The trail followed a nice creek up a valley for the morning. I found huckleberries and strawberries growing alongside—yummy. We stopped to check out Cascade Falls (real original name) and shortly afterward caught up to CDT thru-hiker, Gaoshan, which means ‘mountain climber’ in Mandarin.
He was slack-packing for the day and I was eager to hear about his adventurers. Former thru-hikers are often desperate for news of the trail and I was no exception. We started keeping pace with Gaogshan and ended up hiking with him all day.
Next we passed a few hikers going the opposite direction, including a lady that recognized me. I had met her in Chama just after she finished the CDT the year before. Now I can’t remember her name but I did vaguely recognize her after she refreshed my memory of where we had met before. She had come back to finish this skipped section, just like me. We laughed about our dogged determination to hike every inch. It was nice to see I’m not the only crazy one.
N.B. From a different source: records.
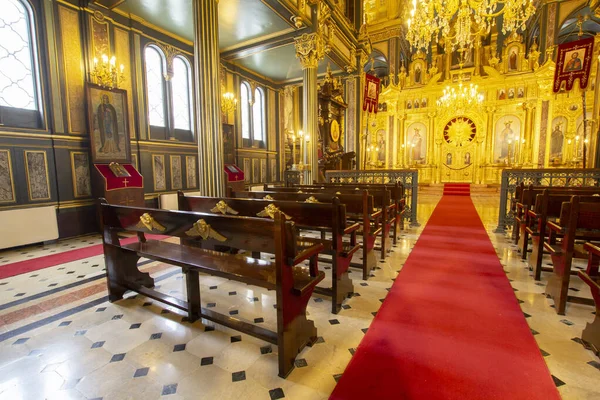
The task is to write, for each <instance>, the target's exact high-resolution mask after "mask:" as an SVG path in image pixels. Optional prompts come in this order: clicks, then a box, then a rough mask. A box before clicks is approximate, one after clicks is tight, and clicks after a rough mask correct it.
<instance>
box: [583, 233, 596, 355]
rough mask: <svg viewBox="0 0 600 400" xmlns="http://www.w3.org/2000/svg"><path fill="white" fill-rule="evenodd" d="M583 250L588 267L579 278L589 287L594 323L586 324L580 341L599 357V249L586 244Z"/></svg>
mask: <svg viewBox="0 0 600 400" xmlns="http://www.w3.org/2000/svg"><path fill="white" fill-rule="evenodd" d="M584 248H585V250H587V251H588V253H589V258H588V266H587V269H586V270H585V271H579V277H580V278H581V279H582V280H583V281H584V282H585V283H587V284H588V285H589V287H590V291H591V292H592V297H593V298H594V303H595V305H596V317H595V318H594V322H592V323H589V322H588V323H587V325H586V327H585V329H584V330H583V332H582V333H581V339H582V340H583V341H584V342H585V343H586V344H587V345H589V346H590V347H591V348H592V350H593V351H594V352H595V353H596V355H597V356H600V247H598V246H596V245H595V244H592V243H586V244H585V246H584Z"/></svg>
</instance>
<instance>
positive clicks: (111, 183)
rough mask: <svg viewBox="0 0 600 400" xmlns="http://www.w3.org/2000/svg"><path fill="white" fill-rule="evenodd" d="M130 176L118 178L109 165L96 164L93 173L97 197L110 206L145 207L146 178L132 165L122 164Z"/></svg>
mask: <svg viewBox="0 0 600 400" xmlns="http://www.w3.org/2000/svg"><path fill="white" fill-rule="evenodd" d="M121 166H122V167H123V168H125V170H126V171H127V173H129V175H130V176H127V177H125V176H123V177H118V176H116V175H115V174H114V173H113V171H112V170H111V169H110V167H109V164H94V169H93V172H92V175H93V180H94V192H95V193H96V196H95V197H104V198H105V199H106V200H107V201H108V202H109V203H110V204H120V205H124V206H134V207H144V178H143V177H142V175H140V173H139V172H138V171H137V170H136V169H135V167H134V166H133V165H131V164H121Z"/></svg>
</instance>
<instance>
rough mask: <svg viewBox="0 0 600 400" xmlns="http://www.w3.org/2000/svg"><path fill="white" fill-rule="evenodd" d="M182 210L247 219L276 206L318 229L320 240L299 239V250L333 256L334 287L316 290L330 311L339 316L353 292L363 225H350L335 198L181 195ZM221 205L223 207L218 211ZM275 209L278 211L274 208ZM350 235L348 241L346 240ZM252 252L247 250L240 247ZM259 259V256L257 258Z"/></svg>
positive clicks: (305, 227) (179, 203) (333, 283)
mask: <svg viewBox="0 0 600 400" xmlns="http://www.w3.org/2000/svg"><path fill="white" fill-rule="evenodd" d="M178 202H179V209H180V210H184V211H195V212H202V213H215V214H222V213H224V212H225V213H235V215H240V216H245V217H256V216H262V217H263V218H271V217H272V215H273V214H272V212H270V211H268V210H270V209H273V207H276V209H277V210H279V211H281V212H282V213H283V214H284V216H285V217H286V218H287V219H289V220H290V221H293V222H294V223H295V225H296V227H298V228H301V229H310V230H318V231H320V232H321V233H322V236H321V238H320V239H319V238H317V239H315V238H310V237H306V236H301V237H298V238H297V240H298V242H297V246H298V247H299V248H310V247H311V246H313V245H315V244H321V245H323V246H324V250H323V251H322V253H324V254H328V255H331V264H332V287H331V288H322V287H316V288H315V292H316V293H319V294H323V295H326V296H330V297H332V301H331V312H332V313H334V314H337V313H338V312H339V311H340V310H341V308H342V303H343V301H344V299H346V298H347V297H349V296H350V295H352V293H354V287H353V285H352V280H351V279H350V278H349V276H348V268H349V266H350V262H351V261H352V256H353V255H354V253H356V252H357V251H358V250H359V249H360V245H359V244H357V242H356V232H357V230H358V229H359V228H360V224H358V223H355V224H349V223H347V220H346V207H345V206H344V205H343V204H340V201H339V199H337V198H334V199H333V200H332V202H330V203H300V202H295V201H267V200H256V199H232V198H219V197H202V196H186V195H185V194H184V193H183V192H181V191H179V192H178ZM219 204H221V207H220V208H219V206H218V205H219ZM273 210H275V209H273ZM325 232H331V239H325V237H324V233H325ZM345 236H349V239H350V240H349V242H344V240H343V239H344V237H345ZM239 248H240V249H243V250H249V249H246V248H245V247H239ZM257 257H260V255H257Z"/></svg>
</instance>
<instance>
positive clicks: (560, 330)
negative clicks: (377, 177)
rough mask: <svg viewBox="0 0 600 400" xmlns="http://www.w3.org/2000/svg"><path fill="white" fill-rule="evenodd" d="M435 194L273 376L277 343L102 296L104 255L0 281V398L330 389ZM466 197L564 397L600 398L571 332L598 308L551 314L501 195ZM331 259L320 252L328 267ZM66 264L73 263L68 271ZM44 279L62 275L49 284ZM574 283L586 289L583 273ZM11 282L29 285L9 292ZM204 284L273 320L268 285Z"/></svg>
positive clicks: (575, 397) (149, 303)
mask: <svg viewBox="0 0 600 400" xmlns="http://www.w3.org/2000/svg"><path fill="white" fill-rule="evenodd" d="M439 199H440V196H434V195H423V196H420V199H419V200H420V204H419V208H418V214H419V222H420V223H421V226H420V227H413V228H408V229H406V230H405V231H403V232H402V238H401V240H400V241H399V243H398V245H397V246H396V247H395V248H393V252H392V253H391V254H390V256H389V257H388V258H387V259H386V260H385V262H380V263H378V266H379V269H377V270H375V271H374V272H373V275H374V276H372V277H371V278H370V279H369V280H367V281H362V280H361V279H360V272H359V270H353V272H352V274H351V277H352V278H353V280H354V286H355V291H356V293H358V295H356V296H355V297H352V298H351V299H348V300H347V301H346V302H345V308H344V309H343V310H342V311H341V312H340V313H339V314H338V315H333V314H331V313H330V303H329V301H330V300H329V299H328V298H326V297H323V296H319V295H315V296H314V297H313V298H312V299H311V301H310V303H309V306H308V312H309V314H310V315H309V318H310V319H312V320H314V321H315V324H316V326H317V329H318V332H319V336H320V338H321V339H320V340H319V342H318V343H316V344H315V345H313V346H312V347H310V348H305V349H304V350H303V351H302V353H301V354H300V355H299V356H298V358H297V361H296V369H295V370H294V371H293V372H292V373H291V375H290V376H289V377H288V378H287V379H281V378H279V377H278V376H277V356H276V351H277V349H276V347H275V346H272V345H269V344H267V343H265V342H262V341H260V340H258V339H255V338H253V337H251V336H247V335H244V334H240V333H239V332H237V331H233V330H230V329H227V328H224V327H222V326H220V325H216V324H213V323H210V322H207V321H203V322H204V324H203V323H202V322H201V321H198V322H196V323H194V324H190V323H189V322H186V321H185V318H184V315H183V314H182V313H181V312H180V311H179V310H175V309H170V308H168V307H166V306H164V305H163V304H161V303H159V302H156V301H153V300H149V299H147V298H145V297H143V296H140V295H137V296H131V295H130V296H129V297H128V298H127V299H126V300H123V301H119V302H116V303H109V302H107V301H106V286H105V280H104V278H103V274H104V272H103V271H102V269H103V268H104V265H103V264H104V263H103V260H102V256H99V257H92V258H90V259H87V260H80V261H76V262H73V263H70V264H73V265H69V266H65V265H63V266H57V267H52V268H47V269H44V270H40V271H36V272H34V273H31V274H24V275H21V276H16V277H12V278H8V279H4V280H0V399H11V400H12V399H70V398H73V399H94V398H103V399H139V398H144V399H154V398H156V399H158V398H165V399H180V398H189V399H229V398H232V399H233V398H235V399H237V398H239V397H242V396H243V397H244V398H248V399H280V398H286V399H288V398H289V399H326V398H327V397H328V396H329V394H330V393H331V391H332V390H333V387H334V386H335V384H336V380H337V379H339V377H340V374H342V372H343V371H344V369H345V367H346V365H347V363H348V362H349V360H350V358H351V357H352V354H353V352H354V350H355V349H356V347H357V346H358V344H359V342H360V340H361V339H362V337H363V336H364V332H365V330H366V329H368V327H369V325H370V323H371V321H372V320H373V318H374V314H375V313H376V312H377V310H378V309H379V307H380V306H381V303H382V301H383V299H385V296H386V294H387V290H386V289H387V288H389V287H390V286H391V285H392V284H393V279H395V278H396V276H397V273H398V271H399V270H400V269H401V268H402V265H403V263H404V261H405V260H406V258H407V257H408V254H409V253H410V250H411V248H412V247H413V246H414V243H415V242H416V240H417V239H418V236H419V234H420V232H421V231H422V229H423V227H424V226H425V223H426V221H427V220H428V218H429V216H430V215H431V213H432V212H433V209H434V208H435V205H436V204H437V202H438V201H439ZM473 201H474V203H475V205H476V208H477V210H478V212H479V213H480V216H481V218H482V220H483V222H484V224H485V226H486V229H487V230H488V232H489V235H490V239H491V240H492V243H493V244H494V246H495V247H496V249H497V251H498V254H499V257H500V259H501V261H502V263H503V265H504V266H505V269H506V271H508V272H507V276H508V278H509V279H511V280H512V282H511V284H512V285H513V287H514V288H515V289H516V291H515V295H516V296H517V298H518V299H519V300H521V301H523V303H522V304H521V307H522V309H523V312H524V313H526V314H527V315H529V316H527V315H526V317H527V321H528V323H529V324H530V326H531V328H532V332H533V333H534V335H535V338H536V340H537V341H538V343H539V345H540V348H541V350H540V351H542V353H543V354H544V355H545V360H546V362H547V364H548V367H549V369H550V372H551V373H552V375H553V376H554V377H555V380H556V383H557V386H559V391H560V392H561V394H562V396H563V398H565V399H594V398H597V399H600V385H599V384H598V382H600V369H599V368H600V364H599V362H600V360H598V358H597V357H595V356H594V355H593V354H592V353H591V352H589V351H587V350H585V349H584V348H583V346H582V345H581V344H579V343H577V342H576V341H575V340H571V339H573V338H577V337H578V336H579V335H580V334H581V330H582V329H583V327H584V326H585V323H586V322H589V321H591V320H592V319H593V315H591V312H592V311H593V309H592V308H591V307H586V306H581V305H569V308H568V309H567V315H566V316H562V317H561V316H558V315H556V313H555V312H554V310H553V309H552V308H551V307H550V305H551V301H550V300H547V299H546V298H545V296H543V295H542V293H543V291H544V285H540V284H539V283H538V284H536V282H534V280H533V278H532V277H531V276H530V273H529V271H528V270H527V269H526V268H525V264H524V263H523V262H521V260H520V257H519V255H518V254H517V253H516V249H515V248H514V246H512V245H511V243H510V241H509V235H508V234H506V235H499V234H495V233H493V230H494V229H495V227H496V225H495V223H496V219H497V210H498V204H497V202H498V198H497V197H492V196H474V197H473ZM83 240H86V242H83ZM99 240H100V238H99V237H96V236H90V237H86V238H76V239H71V240H67V241H64V242H59V243H57V244H54V245H50V246H43V247H38V246H33V247H30V248H20V249H15V250H12V251H10V252H3V253H0V257H3V258H0V261H3V260H9V262H15V261H19V260H22V259H23V257H26V256H28V255H33V256H34V257H36V256H43V255H46V254H44V252H49V251H51V250H56V251H66V250H71V249H70V247H71V246H78V245H80V246H83V245H91V244H90V242H92V243H93V244H98V243H99ZM65 244H67V246H65ZM44 248H47V249H49V250H43V249H44ZM50 249H51V250H50ZM24 252H26V253H28V254H21V253H24ZM359 256H360V255H357V257H359ZM86 261H87V263H85V262H86ZM0 265H1V264H0ZM92 265H96V266H95V267H92ZM61 267H65V268H64V269H59V268H61ZM327 267H328V266H327V265H326V264H324V263H320V268H321V269H323V270H325V272H326V273H328V271H329V270H328V269H327ZM0 268H1V266H0ZM143 268H144V269H145V270H147V271H149V272H150V273H151V275H152V276H153V277H155V278H156V279H157V282H156V284H157V286H159V290H161V291H163V292H165V293H169V294H170V295H173V296H175V297H180V296H184V294H185V285H184V281H183V279H182V277H181V274H180V270H179V269H178V268H173V267H170V266H168V265H164V264H161V263H156V262H148V263H147V264H145V265H144V266H143ZM70 270H75V271H76V273H72V274H67V273H66V272H68V271H70ZM36 274H37V275H38V276H36V277H33V278H32V277H30V275H36ZM81 275H84V278H77V277H78V276H81ZM91 278H93V279H91ZM43 279H47V280H44V281H42V280H43ZM87 279H91V280H89V281H87ZM543 279H544V278H543ZM82 280H83V281H84V282H83V283H82ZM51 282H52V283H57V286H55V287H50V288H48V285H49V284H50V283H51ZM542 283H545V282H544V281H542ZM325 284H326V283H325ZM62 288H66V289H63V290H59V291H54V290H55V289H62ZM574 288H580V290H581V292H585V289H586V287H585V285H582V283H581V282H579V283H577V282H576V283H575V284H574ZM8 289H12V290H8ZM49 291H50V293H48V292H49ZM581 292H579V293H578V294H580V293H581ZM18 293H25V294H24V295H22V296H19V297H17V298H15V297H14V296H15V295H16V294H18ZM201 295H202V300H203V306H204V307H211V308H214V309H215V310H217V311H219V312H224V313H229V314H231V315H235V316H237V317H238V318H240V319H242V320H245V321H248V322H253V323H258V324H260V325H262V326H264V327H266V328H269V329H274V327H275V323H276V320H275V312H274V310H273V304H274V301H275V298H274V294H273V293H272V292H268V291H266V290H264V289H261V288H256V287H252V286H247V285H243V284H238V283H235V282H230V281H227V280H225V279H222V278H215V277H210V276H203V277H202V278H201ZM19 299H26V300H27V301H24V302H21V303H19V302H18V300H19ZM15 300H17V303H15ZM2 307H4V308H2ZM7 316H8V317H7ZM562 320H566V321H568V322H569V323H572V325H570V324H567V323H566V322H564V321H563V322H561V321H562Z"/></svg>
We gained elevation above treeline and enjoyed 4 miles or so hiking through beautiful tundra. It was pretty flat on top the mesa and the trail was well-marked with giant double cairns. We could see lots of mountains around, including Longs Peak and Park View Peak (both tops I’ve summited now). We stopped to have lunch at an overlook where we could just make out a few tiny figures rope-climbing a pinnacle almost half a mile away. This was our entertainment for lunch.
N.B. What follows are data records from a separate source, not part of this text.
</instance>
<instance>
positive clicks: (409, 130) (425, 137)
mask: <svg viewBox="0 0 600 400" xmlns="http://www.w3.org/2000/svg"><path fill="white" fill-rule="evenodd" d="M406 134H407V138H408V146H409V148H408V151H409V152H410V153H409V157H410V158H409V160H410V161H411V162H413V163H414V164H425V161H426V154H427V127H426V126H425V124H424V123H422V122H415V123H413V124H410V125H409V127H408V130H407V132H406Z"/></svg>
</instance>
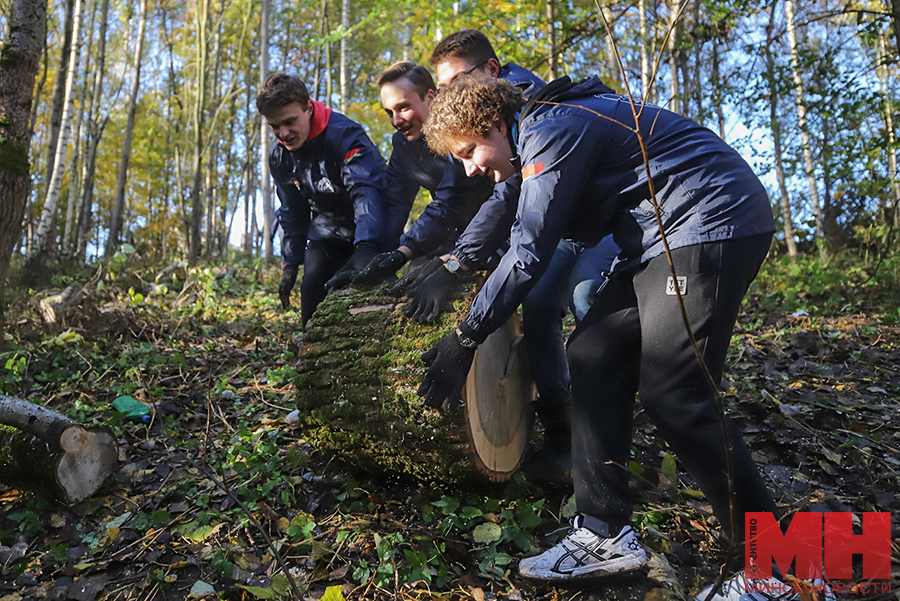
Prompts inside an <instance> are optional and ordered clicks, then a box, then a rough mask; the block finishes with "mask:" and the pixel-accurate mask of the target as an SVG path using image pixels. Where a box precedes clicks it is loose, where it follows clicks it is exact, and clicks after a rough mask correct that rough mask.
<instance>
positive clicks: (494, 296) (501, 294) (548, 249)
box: [460, 115, 605, 342]
mask: <svg viewBox="0 0 900 601" xmlns="http://www.w3.org/2000/svg"><path fill="white" fill-rule="evenodd" d="M579 121H581V123H579ZM592 125H593V127H591V126H592ZM598 133H599V132H598V127H597V126H596V123H591V122H589V121H588V120H586V119H581V118H579V117H575V116H571V115H569V116H568V117H566V118H564V119H560V118H555V119H544V120H542V121H540V122H539V123H537V124H535V125H533V126H532V127H531V128H530V131H529V132H528V137H527V139H524V143H523V147H522V152H521V156H522V165H523V170H524V171H525V172H526V173H527V172H528V171H529V170H531V171H534V175H530V176H529V177H526V178H524V180H523V182H522V189H521V194H520V196H519V203H518V212H517V216H516V222H515V224H514V225H513V228H512V232H511V235H510V248H509V250H508V251H507V252H506V254H505V255H504V256H503V258H502V259H501V260H500V264H499V266H498V267H497V269H496V270H494V272H493V273H492V274H491V275H490V277H489V278H488V280H487V281H486V282H485V284H484V287H483V288H482V289H481V291H480V292H479V293H478V296H476V297H475V300H474V302H473V303H472V308H471V310H470V311H469V315H468V316H467V317H466V319H465V322H464V323H463V324H461V325H460V329H461V330H463V332H464V333H466V334H467V335H468V336H470V337H472V338H474V339H475V340H477V341H479V342H481V341H483V340H484V339H485V338H486V337H487V336H488V334H490V333H491V332H493V331H494V330H496V329H497V328H499V327H500V326H501V325H503V323H504V322H505V321H506V320H507V319H509V317H510V315H512V314H513V312H514V311H515V310H516V308H517V307H518V306H519V304H521V302H522V300H523V299H524V298H525V296H526V295H527V294H528V292H529V291H530V290H531V289H532V288H533V287H534V284H535V283H536V282H537V280H538V279H539V278H540V277H541V275H543V273H544V271H545V270H546V268H547V265H548V264H549V262H550V259H551V257H552V256H553V252H554V250H555V249H556V245H557V244H558V243H559V240H560V239H561V238H562V236H563V233H564V231H565V229H566V226H567V225H568V223H569V221H570V220H571V219H572V215H573V214H574V213H575V211H576V208H577V205H578V203H580V202H581V201H582V196H583V195H584V192H585V188H586V186H587V184H588V182H590V181H591V175H592V173H593V171H594V169H595V166H596V161H597V157H600V156H603V155H602V151H603V145H604V139H605V137H604V136H603V135H598ZM538 165H539V166H540V167H539V168H538ZM596 226H597V227H598V228H602V227H603V224H601V223H597V224H596Z"/></svg>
We continued on, heading down another valley alongside Tonahutu Creek. There were some really nice waterfalls and then, in following with the standard RMNP experience, we encountered MOOSE! I saw them first, 2 big bulls laying down in a meadow in front of us. The guys were ahead of me chatting away and didn’t even notice them. I had to yell out “Moose ahead!” several times before they took note. The closest bull was one of the largest I’ve ever seen. In true RMNP moose fashion, neither paid us any mind. In fact, the other one was standing when I first saw him and proceeded to lay down as we got near…that’s how unconcerned he was. The RMNP moose seem to be really chill…but I still wouldn’t want to get any closer than we did.
Can you spot the moose laying down behind the boulder, just above the guy’s head?
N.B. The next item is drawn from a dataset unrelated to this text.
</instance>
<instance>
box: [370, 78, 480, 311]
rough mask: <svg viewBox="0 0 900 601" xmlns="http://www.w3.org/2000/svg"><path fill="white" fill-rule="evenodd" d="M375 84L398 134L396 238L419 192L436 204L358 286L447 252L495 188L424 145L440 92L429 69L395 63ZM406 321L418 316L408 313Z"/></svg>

Here’s a closer shot…see the second one off to the right, between the rock and tree?
As big as they are, it’s incredible how easily they can blend in. Having fulfilled our moose sightings for the day, we plodded on for the final stretch. We were all feeling pretty tired by this point and Gaogshan offered a nice alternate. His wife had been following him along in a van the whole time and was supposed to be waiting at the HWY 34 trailhead. Hiking west to the HWY would shave about 2-3 miles and we could get a ride back to Grand Lake from there. Only problem was, Gaogshan and his wife hadn’t known about the timed-entry permit before they’d made their plans and now we weren’t sure if she’d be able to get into the park for the pick-up. We tried calling her but no one had cell service. So we all kept hiking south towards Grand Lake. I’d already hiked these miles the previous year, so I would’ve been just as happy taking the shorter route. Oh well.
Here’s my finishing photo…yay, I did the red line!
We rolled into Grand Lake just before 5 pm, having hiked for almost 11 hours. It was a long day. Now with the red line done, I could finally get back to hiking 14ers! Get ready for a whirlwind of peak-bagging.